Violente passe d'armes au château de Prague



"Quand le président tchèque s'en prend à Daniel Cohn-Bendit" titre Marion Van Renterghem du journal Le Monde, dans son édition du 6 décembre. Le compte-rendu de source diplomatique que nous révélons ici, montre que Le Monde a quelque peu inversé les rôles entre l'agresseur - ou plutôt les agresseurs - et l'agressé. En réalité, M. Cohn-Bendit en particulier s'est livré à une interpellation virulente du Président de la République qui le recevait à Prague et émis de nouveaux sous-entendus au sujet de Libertas.
Accusé par M. Crowley, Président du groupe UEN, d'avoir "insulté" le peuple irlandais en acceptant une invitation à dîner à Dublin de Declan Ganley (leader du "non"), le Président Klaus, médusé, a dû remettre à leur place les hommes de Bruxelles : « La plus grande insulte pour le peuple irlandais est de ne pas accepter le résultat du référendum irlandais. En Irlande, j'ai rencontré quelqu'un qui représente une majorité dans son pays (...) Je ne spécule pas, moi, sur ce que pensent les Irlandais. Ma position se fonde sur la seule donnée mesurable qu'est le résultat du référendum »

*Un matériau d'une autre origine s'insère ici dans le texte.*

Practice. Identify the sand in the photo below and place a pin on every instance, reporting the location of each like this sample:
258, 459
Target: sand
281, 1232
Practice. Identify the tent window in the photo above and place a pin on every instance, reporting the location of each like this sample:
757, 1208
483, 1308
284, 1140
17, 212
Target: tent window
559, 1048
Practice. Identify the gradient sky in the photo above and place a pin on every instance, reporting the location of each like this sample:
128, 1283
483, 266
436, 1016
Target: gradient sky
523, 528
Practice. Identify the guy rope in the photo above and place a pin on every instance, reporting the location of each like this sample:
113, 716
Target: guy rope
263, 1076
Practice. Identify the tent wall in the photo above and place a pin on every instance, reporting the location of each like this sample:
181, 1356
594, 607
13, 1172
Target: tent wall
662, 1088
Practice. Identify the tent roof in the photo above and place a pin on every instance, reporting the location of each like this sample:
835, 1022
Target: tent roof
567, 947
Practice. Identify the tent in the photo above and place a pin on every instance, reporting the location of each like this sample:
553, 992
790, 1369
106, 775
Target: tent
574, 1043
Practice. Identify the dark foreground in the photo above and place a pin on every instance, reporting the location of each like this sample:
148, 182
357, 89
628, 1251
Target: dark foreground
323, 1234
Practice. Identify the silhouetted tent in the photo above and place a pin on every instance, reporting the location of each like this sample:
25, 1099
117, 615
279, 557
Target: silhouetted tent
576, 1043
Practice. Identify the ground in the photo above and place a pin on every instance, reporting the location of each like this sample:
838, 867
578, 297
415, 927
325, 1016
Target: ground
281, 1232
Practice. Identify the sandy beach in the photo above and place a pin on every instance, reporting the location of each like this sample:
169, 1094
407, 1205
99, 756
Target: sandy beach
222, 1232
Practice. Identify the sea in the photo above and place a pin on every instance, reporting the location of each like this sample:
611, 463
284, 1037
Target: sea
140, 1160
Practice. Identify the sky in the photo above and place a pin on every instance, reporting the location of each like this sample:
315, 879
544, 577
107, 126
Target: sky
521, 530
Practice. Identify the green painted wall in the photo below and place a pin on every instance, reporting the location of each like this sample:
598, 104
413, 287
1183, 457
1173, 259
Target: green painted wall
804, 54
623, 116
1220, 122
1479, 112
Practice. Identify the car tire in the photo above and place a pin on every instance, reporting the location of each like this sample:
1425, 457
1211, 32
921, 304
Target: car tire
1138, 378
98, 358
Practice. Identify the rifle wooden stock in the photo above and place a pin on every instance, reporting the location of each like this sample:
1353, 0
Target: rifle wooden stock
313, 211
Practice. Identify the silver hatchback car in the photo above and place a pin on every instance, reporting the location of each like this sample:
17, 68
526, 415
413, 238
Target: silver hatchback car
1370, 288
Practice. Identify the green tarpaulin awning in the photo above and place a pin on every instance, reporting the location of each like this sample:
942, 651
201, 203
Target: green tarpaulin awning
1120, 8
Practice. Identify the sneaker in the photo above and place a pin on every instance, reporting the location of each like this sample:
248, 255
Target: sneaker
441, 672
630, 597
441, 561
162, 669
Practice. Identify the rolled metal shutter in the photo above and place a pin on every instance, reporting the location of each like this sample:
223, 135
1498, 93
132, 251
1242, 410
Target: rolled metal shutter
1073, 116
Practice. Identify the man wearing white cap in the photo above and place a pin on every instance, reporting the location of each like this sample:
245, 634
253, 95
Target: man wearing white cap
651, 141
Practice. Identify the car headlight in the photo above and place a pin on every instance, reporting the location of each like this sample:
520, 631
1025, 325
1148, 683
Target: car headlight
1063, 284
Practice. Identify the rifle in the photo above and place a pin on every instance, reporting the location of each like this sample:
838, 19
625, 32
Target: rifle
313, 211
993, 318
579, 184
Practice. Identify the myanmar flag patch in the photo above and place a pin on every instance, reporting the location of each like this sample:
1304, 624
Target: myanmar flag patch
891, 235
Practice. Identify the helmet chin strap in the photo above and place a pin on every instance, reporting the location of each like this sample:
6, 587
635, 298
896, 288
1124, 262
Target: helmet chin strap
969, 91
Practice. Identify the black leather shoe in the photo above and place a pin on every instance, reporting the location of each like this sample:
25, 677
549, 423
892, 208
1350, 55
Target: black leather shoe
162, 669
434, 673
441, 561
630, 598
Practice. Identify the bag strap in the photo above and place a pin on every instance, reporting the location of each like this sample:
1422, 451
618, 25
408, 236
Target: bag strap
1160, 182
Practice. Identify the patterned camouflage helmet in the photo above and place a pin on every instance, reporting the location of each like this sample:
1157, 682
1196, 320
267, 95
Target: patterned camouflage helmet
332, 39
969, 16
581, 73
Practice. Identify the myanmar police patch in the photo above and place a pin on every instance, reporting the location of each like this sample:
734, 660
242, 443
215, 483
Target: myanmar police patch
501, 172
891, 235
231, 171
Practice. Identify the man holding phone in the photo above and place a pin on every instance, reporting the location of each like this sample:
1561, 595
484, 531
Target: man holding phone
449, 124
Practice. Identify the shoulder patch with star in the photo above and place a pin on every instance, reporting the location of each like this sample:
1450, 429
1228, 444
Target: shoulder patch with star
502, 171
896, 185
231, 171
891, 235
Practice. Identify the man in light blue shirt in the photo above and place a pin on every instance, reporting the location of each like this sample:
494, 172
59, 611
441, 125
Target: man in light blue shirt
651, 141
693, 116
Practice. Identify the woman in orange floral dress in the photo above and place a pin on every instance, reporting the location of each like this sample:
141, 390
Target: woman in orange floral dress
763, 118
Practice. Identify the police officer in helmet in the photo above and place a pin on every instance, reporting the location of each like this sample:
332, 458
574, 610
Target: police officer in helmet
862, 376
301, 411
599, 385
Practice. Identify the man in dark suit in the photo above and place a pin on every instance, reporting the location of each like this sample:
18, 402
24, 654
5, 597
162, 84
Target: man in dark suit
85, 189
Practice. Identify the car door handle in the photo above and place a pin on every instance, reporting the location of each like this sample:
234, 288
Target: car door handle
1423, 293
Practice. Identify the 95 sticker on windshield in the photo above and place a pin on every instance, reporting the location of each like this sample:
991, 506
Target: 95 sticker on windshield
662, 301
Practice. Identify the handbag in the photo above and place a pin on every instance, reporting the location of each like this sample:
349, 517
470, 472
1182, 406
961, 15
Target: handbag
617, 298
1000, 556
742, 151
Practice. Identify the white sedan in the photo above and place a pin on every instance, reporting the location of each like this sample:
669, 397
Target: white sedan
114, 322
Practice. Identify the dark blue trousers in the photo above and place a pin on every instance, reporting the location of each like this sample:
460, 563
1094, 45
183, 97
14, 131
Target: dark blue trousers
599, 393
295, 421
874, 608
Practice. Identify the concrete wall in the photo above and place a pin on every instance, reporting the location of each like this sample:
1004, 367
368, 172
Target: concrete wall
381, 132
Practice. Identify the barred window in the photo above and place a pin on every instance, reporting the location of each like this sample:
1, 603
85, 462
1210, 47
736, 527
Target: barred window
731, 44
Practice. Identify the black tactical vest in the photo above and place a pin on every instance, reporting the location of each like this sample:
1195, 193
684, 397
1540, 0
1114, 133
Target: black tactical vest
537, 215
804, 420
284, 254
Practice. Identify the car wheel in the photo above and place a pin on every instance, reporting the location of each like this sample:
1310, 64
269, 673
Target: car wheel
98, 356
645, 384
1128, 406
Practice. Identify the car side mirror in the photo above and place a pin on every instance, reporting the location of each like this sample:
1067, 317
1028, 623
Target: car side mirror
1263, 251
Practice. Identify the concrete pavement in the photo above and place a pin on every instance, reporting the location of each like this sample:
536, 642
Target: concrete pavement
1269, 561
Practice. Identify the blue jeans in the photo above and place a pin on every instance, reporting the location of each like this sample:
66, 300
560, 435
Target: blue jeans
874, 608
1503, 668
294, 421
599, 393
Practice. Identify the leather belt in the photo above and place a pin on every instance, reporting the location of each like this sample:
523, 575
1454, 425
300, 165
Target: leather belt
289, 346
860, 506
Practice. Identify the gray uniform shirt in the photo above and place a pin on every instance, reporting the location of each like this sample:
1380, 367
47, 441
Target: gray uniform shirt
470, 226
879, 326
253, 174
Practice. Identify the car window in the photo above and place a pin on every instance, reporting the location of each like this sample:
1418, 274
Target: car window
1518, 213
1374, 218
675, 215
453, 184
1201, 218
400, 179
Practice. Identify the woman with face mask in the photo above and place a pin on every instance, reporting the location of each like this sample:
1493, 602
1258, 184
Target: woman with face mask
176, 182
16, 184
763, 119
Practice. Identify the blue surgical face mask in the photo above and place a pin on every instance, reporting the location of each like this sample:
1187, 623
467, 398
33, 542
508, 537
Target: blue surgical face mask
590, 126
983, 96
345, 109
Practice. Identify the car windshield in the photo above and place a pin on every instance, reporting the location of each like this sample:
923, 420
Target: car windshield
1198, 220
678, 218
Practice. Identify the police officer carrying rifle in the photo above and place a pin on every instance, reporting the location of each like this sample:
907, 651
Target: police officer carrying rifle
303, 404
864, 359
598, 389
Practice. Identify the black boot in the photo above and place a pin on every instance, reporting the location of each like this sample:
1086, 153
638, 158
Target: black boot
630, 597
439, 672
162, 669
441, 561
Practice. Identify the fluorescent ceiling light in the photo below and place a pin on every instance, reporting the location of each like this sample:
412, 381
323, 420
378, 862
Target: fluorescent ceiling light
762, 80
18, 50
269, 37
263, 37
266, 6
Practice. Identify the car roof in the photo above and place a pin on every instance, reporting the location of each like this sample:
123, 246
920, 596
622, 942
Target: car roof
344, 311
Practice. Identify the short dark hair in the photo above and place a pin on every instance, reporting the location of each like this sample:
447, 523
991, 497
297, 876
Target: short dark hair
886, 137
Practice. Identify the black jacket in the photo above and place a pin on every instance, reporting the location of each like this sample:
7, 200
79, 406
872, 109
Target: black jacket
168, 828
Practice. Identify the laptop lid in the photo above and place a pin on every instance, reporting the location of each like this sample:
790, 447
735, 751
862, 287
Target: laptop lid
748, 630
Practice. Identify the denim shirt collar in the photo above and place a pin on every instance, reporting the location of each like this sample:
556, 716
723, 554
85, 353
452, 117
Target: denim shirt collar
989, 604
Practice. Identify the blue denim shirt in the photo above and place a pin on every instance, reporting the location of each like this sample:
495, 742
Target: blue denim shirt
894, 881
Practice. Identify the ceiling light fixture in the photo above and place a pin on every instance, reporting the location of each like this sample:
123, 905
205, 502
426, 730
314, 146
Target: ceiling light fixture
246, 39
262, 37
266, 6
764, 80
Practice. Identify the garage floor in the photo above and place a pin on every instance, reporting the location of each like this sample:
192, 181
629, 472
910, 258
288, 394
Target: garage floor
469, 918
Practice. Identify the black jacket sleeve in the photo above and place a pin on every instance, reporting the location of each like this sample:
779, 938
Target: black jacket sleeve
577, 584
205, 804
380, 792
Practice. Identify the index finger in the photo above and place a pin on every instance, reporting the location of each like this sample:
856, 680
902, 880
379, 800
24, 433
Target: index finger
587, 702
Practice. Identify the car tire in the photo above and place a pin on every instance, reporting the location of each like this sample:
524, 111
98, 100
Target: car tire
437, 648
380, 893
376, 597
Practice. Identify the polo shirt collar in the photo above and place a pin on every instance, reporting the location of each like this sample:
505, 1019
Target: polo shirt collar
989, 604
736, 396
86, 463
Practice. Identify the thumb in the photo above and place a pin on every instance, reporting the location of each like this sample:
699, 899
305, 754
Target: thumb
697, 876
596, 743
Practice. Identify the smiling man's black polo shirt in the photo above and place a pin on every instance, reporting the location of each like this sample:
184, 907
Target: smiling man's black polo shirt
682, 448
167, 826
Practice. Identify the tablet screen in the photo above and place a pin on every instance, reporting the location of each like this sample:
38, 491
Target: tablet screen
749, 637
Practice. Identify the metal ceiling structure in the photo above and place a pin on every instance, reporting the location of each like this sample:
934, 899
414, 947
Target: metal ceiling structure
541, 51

Violente passe d'armes au château de Prague

par Christophe Beaudouin

Trois semaines avant le début de la présidence tchèque de l'Union européenne pour six mois, les présidents de groupe au Parlement européen se sont en effet rendus en visite à Prague, les 4 et  5 décembre, sous la conduite de leur président, l'Allemand Hans-Gert Pöttering. Bien décidés à en découdre avec le Président de la République Vaclav Klaus, qualifié d'"Europhobe", bien qu'il soit celui qui a négocié et signé le traité d'adhésion de son pays à l'Union européenne en 1996.

Les hommes de Bruxelles reprochent à Klaus d'être hostile à la Constitution européenne, comme au traité de Lisbonne qui la recycle. Un peu seule au sein de cette délégation, la jeune députée danoise Hanne Dahl, présidente de l'unique groupe parlementaire "anti-traité de Lisbonne", le groupe Indépendance et Démocratie, dont les interventions, pourtant toujours très pondérées, n'ont pas été reprises dans les comptes-rendus officiels pas plus que journalistiques, faisait figure de "mouton noir", au cours de ces deux journées à Prague.

Entre les extraits que publie le journal Le Monde et le compte-rendu ci-dessous, il est quelques nuances  - le présent document étant en effet plus synthétique - mais aussi des contradictions notables. Ainsi par exemple, contrairement à ce qu'il prétend dans Le Monde, Daniel Cohn-Bendit aurait bien de nouveau mis violemment en cause le leader du non irlandais Declan Ganley, qu'il présente sans rire comme l'homme d'un complot de la CIA contre le traité de Lisbonne... Au secrétariat du Congrès à Washington, où le Parlement européen n'a pas hésité à jouer sa crédibilité en posant carrément la question, on hésite entre hilarité et consternation.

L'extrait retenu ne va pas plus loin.